SD : « Il faut d’abord résoudre le conflit interne, bien sûr. Certaines sources parlent de cinq millions de déplacés internes à cause de la guerre, qui ne cultivent donc plus leurs champs. Au moment où vous m’interviewez (ndlr. Juin 2022) nous nous posons vraiment des questions sur la prochaine saison agricole, qui s’annonce très mal. D’autant plus que l’alimentation en Éthiopie est vraiment liée à la tradition du « tef », la céréale cultivée localement qui constitue l’ingrédient de « l’injera », la crêpe qui sert de base à la plupart des repas. Même lorsque la paix règne en Éthiopie, qu’il y a peu de déplacés internes, nous avons, depuis des décennies, un problème structurel d’environ cinq millions de personnes en état de disette alimentaire quasi permanente (ndlr, le pays compte 115 millions d’habitants). Je vous laisse imaginer la situation actuelle, avec ce nombre de déplacés à cause de la guerre, vous devons au moins avoir atteint les 10 millions de personnes impactées par la famine, si pas beaucoup plus ».
SD : « En Éthiopie, 80% des travailleuses et des travailleurs sont actifs dans l’économie agricole. 90% de nos échanges internationaux concernent des produits agricoles, surtout le café. 95% des agriculteurs sont des agriculteurs familiaux. Mais nos terres sont épuisées par l’utilisation excessive de fertilisants chimiques. Une transition agroécologique est urgente. Une des manières pratiques d’entamer cette transition est de former la paysannerie aux techniques nombreuses et variées du compostage.

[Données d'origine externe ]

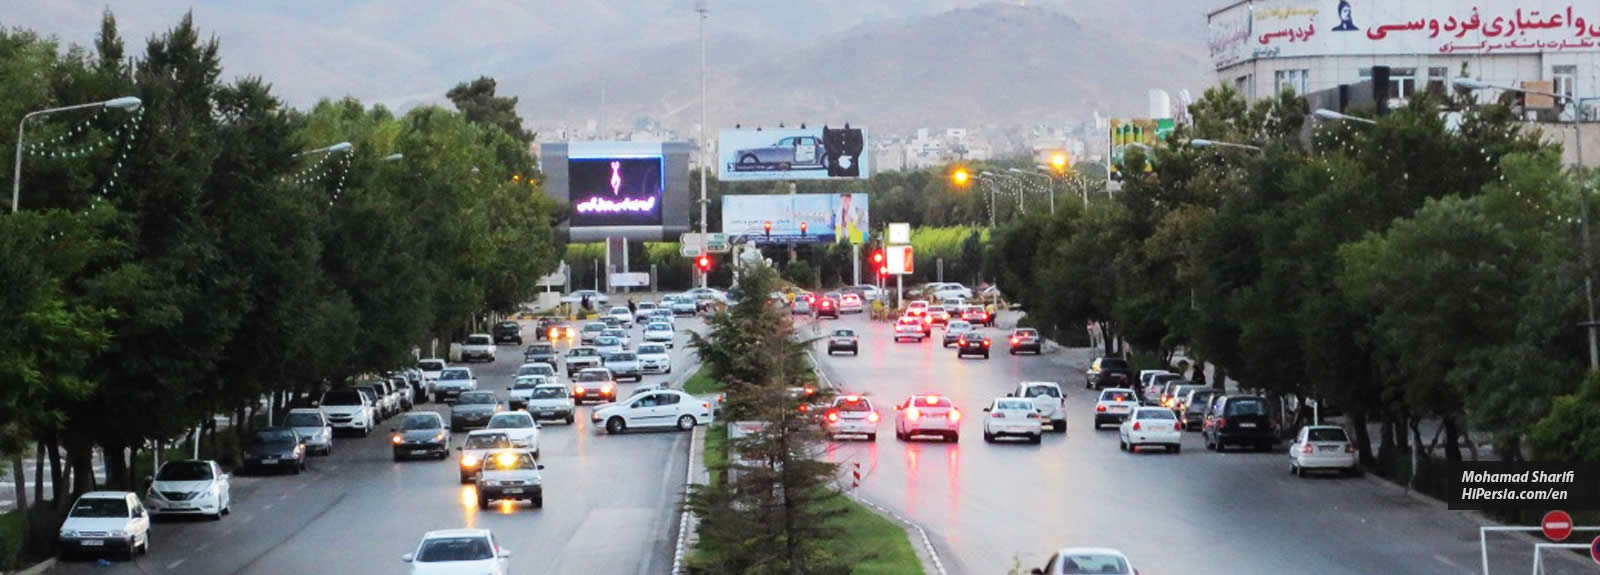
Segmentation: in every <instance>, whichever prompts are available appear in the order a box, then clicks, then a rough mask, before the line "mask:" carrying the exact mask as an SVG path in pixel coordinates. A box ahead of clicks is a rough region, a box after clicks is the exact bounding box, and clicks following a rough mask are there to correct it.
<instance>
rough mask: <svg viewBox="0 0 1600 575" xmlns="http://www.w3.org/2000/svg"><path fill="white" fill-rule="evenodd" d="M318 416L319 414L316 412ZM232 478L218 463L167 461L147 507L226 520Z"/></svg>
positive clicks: (233, 502) (187, 461)
mask: <svg viewBox="0 0 1600 575" xmlns="http://www.w3.org/2000/svg"><path fill="white" fill-rule="evenodd" d="M314 412H315V410H314ZM230 484H232V482H230V477H229V474H226V472H222V468H221V466H218V464H216V461H197V460H184V461H166V463H162V471H157V472H155V477H150V489H149V490H147V492H146V493H144V505H146V506H147V508H149V509H150V514H155V516H206V517H211V519H222V516H226V514H227V513H229V508H230V506H232V505H234V493H232V490H230V489H229V485H230Z"/></svg>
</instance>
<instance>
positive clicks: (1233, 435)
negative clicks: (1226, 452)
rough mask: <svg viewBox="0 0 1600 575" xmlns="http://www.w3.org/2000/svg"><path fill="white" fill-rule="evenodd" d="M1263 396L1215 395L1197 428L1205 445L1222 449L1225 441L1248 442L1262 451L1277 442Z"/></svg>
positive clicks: (1223, 448)
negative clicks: (1203, 420)
mask: <svg viewBox="0 0 1600 575" xmlns="http://www.w3.org/2000/svg"><path fill="white" fill-rule="evenodd" d="M1267 413H1270V412H1267V400H1266V399H1264V397H1261V396H1218V397H1214V399H1211V407H1210V415H1208V418H1206V421H1205V426H1202V428H1200V437H1205V448H1210V450H1218V452H1226V450H1227V445H1251V447H1254V448H1256V450H1261V452H1266V450H1270V448H1272V444H1275V442H1277V431H1275V429H1272V416H1269V415H1267Z"/></svg>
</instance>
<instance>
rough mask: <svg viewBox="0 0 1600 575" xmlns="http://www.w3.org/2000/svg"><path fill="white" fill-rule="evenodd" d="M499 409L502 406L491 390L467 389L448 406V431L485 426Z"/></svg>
mask: <svg viewBox="0 0 1600 575" xmlns="http://www.w3.org/2000/svg"><path fill="white" fill-rule="evenodd" d="M501 410H504V407H501V402H499V397H496V396H494V392H493V391H467V392H464V394H461V397H458V399H456V404H454V405H451V407H450V431H462V429H467V428H482V426H486V424H488V423H490V418H491V416H494V413H499V412H501Z"/></svg>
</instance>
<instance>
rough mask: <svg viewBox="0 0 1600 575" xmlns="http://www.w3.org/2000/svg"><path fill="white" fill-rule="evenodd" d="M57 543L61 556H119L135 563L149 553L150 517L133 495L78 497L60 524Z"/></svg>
mask: <svg viewBox="0 0 1600 575" xmlns="http://www.w3.org/2000/svg"><path fill="white" fill-rule="evenodd" d="M56 543H58V545H59V548H61V554H62V556H69V554H74V553H117V554H122V556H126V557H128V559H133V554H134V553H139V554H149V553H150V513H149V511H147V509H146V508H144V503H141V501H139V497H138V495H134V493H133V492H88V493H83V495H78V500H77V501H74V503H72V509H70V511H67V519H66V521H62V522H61V530H59V532H58V535H56Z"/></svg>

En Éthiopie, SOS Faim propose des formations de vermicompost, une technique de transformation de matières organiques en compost par des vers de terre. Les engrais chimiques sont onéreux et polluants. Le vermicompost est une alternative viable. Les demandes de formation nous parviennent régulièrement. Avec le vermicompost, les cultures résistent mieux au stress hydrique, aux maladies. Des semences sont réintroduites, aidant à maintenir la biodiversité.
Dans différentes régions d’Éthiopie, des projets se développent autour du vermicompost. Nous réussissons à faire nos preuves. Cela diminue les coûts, contribue à l’agroécologie et améliore l’alimentation des paysans. La commercialisation reste une faiblesse, car nous nous adressons à des marchés de niches et à des consommateurs qui peuvent supporter le coût des produits issus de ce type d’agriculture.
Récemment, un effet inattendu et paradoxal a cependant été induit par la guerre en Ukraine… Comme les fertilisants chimiques viennent à manquer, nos autorités qui durant des années n’ont juré que par les bienfaits de la chimie, commencent à s’intéresser au vermicompost et à le promouvoir dans différentes parties du pays… On ne peut que souhaiter que nos autorités persévéreront dans cette voie ».